Länder mit geringer Stabilität oder hoher Verschuldung erzielten dagegen niedrigere Renditen. Dies trifft besonders auf Italien und Japan zu; beide gehörten zu den Verlierern des Zweiten Weltkriegs. In Italien belastete die anschliessend ausgeprägte politische Instabilität mit zahlreichen Regierungswechseln die Anlagerenditen, in Japan das aussergewöhnlich hohe Schuldenniveau. Bemerkenswert ist jedoch, dass italienische Aktien in den vergangenen fünf Jahren unter den entwickelten Märkten die besten realen Renditen erzielten – zeitgleich mit einer neu gewonnenen Stabilität.

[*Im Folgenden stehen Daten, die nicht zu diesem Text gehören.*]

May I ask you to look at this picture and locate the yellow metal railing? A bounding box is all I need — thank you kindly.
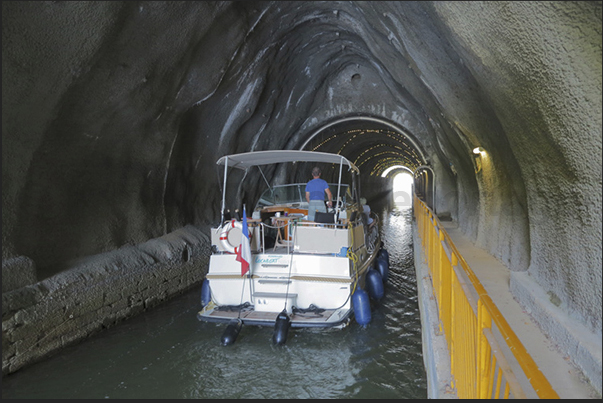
[414,196,559,399]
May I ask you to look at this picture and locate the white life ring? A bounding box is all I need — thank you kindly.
[220,220,243,253]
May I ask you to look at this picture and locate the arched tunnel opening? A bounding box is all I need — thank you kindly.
[2,1,602,398]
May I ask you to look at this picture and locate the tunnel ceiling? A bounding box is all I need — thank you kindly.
[2,1,602,329]
[304,118,426,176]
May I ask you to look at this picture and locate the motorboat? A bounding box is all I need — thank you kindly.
[197,150,389,345]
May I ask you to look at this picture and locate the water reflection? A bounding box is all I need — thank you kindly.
[2,206,427,399]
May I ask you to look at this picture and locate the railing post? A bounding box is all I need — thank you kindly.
[476,298,492,399]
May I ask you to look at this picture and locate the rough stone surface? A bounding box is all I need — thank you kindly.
[2,1,602,384]
[2,226,210,375]
[2,256,36,294]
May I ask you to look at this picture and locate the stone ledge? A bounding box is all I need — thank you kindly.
[509,272,602,394]
[2,226,210,376]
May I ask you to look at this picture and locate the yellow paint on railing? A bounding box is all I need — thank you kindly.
[414,196,559,399]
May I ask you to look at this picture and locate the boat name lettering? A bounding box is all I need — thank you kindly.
[255,256,280,263]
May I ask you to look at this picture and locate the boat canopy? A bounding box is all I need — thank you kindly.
[216,150,360,174]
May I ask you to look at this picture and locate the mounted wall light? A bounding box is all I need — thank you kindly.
[473,147,486,173]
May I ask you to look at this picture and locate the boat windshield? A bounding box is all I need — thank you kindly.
[255,183,352,210]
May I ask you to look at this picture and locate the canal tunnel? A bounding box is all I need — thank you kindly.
[2,1,602,392]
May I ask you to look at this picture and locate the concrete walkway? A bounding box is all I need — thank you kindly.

Die realen Aktienrenditen in Italien und Japan liegen seit über 100 Jahren im Durchschnitt bei minus 1,1 Prozent pro Jahr. Frankreich – ebenfalls Opfer dauerhaft hoher Schulden – verzeichnet in der gleichen Periode eine Jahresrendite von minus 0,5 Prozent. Die Renditedifferenz zu Spitzenreiter Schweden ist damit enorm.

Bewertungen sind zentral

In Bezug auf Renditen spielen Einstiegsbewertungen eine fundamentale Rolle. Wer in überdurchschnittlich bewerteten Regionen investiert, muss mit einer niedrigeren Rendite rechnen, als wenn das Bewertungsniveau unter dem Durchschnitt liegt – und zwar unabhängig davon, ob man die Bewertung über das zyklisch bereinigte Kurs-Gewinn-Verhältnis (Cyclically adjusted price-to-earnings ratio, Cape), das klassische KGV oder die Dividendenrendite misst.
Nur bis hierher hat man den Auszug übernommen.